(Nie)trzeźwy poniedziałek na białostockich drogach
Wczoraj od wczesnych godzin rannych policjanci z białostockiej drogówki badali trzeźwość kierowców. Na ponad 1100 przebadanych, 12 z nich zdecydowało się wsiąść za kierownicę na „podwójnym gazie”. Pierwszy wpadł już 2 minuty po rozpoczęciu kontroli. 54-latek kierował pojazdem mając ponad promil alkoholu w organizmie.
Mundurowi zbadali trzeźwość ponad 1100 kierowców. Niestety okazało się, że aż 12 z nich zdecydowało się wsiąść za kierownicę po alkoholu. W przypadku 6 kierowców, badanie wykazało od ponad 0,5 do ponad promila alkoholu w organizmie. Oni poniosą odpowiedzialność za popełnienie przestępstwa. Pozostałych 6 kierowców odpowie za wykroczenia.

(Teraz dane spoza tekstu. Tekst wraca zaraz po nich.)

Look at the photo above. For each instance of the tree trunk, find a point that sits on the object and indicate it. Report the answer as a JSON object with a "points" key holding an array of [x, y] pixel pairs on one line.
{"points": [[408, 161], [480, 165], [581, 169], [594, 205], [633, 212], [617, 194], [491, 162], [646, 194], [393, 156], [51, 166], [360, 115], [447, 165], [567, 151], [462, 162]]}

Pierwszy z nietrzeźwych wpadł już 2 minuty od rozpoczęcia kontroli w Zaściankach. 54-letni białostoczanin kierował toyotą, mając ponad promil alkoholu w organizmie. 20 minut później w tym samym miejscu do policyjnej kontroli został zatrzymany kierowca forda. Badanie alkomatem 42-letniego białostoczanina wykazało ponad pół promila alkoholu w jego organizmie. W tym samym czasie na Mickiewicza policjanci zatrzymali kierowcę audi. Za kierownicą siedział 44-letni mieszkaniec powiatu sokólskiego. Po zbadaniu mężczyzny na zawartość alkoholu okazało się, że kierował pojazdem mając ponad promil alkoholu w organizmie. Chwilę później w Zaściankach w ręce policjantów wpadł 52-letni motocyklista. Badanie alkomatem kierowcy suzuki wykazało ponad pół promila alkoholu w jego organizmie. O 6 w tym samym miejscu funkcjonariusze zatrzymali 33-letniego kierowcę ciężarowego dafa. Przeprowadzone badanie na zawartość alkoholu w jego organizmie wykazało także ponad pół promila. Chwilę później w tym samym miejscu mundurowi zatrzymali do kontroli drogowej toyotę. Za kierownicą siedziała 53-letnia białostoczanka. Po zbadaniu kobiety okazało się, że kierowała pojazdem mając ponad promil alkoholu w organizmie. Wszyscy kierowcy złapani na przestępstwie drogowym stracili prawa jazdy.
Wczoraj po południu na Maczka do policyjnej kontroli został zatrzymany także rowerzysta. 48-latek wracał z działki do domu. Badanie alkomatem wykazało, że mężczyzna kierował rowerem po użyciu alkoholu. Został ukarany mandatem w wysokości 1000 złotych.
Przypominamy, że kierowanie pojazdem w stanie nietrzeźwości jest przestępstwem, za które kodeks karny przewiduje karę do 2 lat pozbawienia wolności.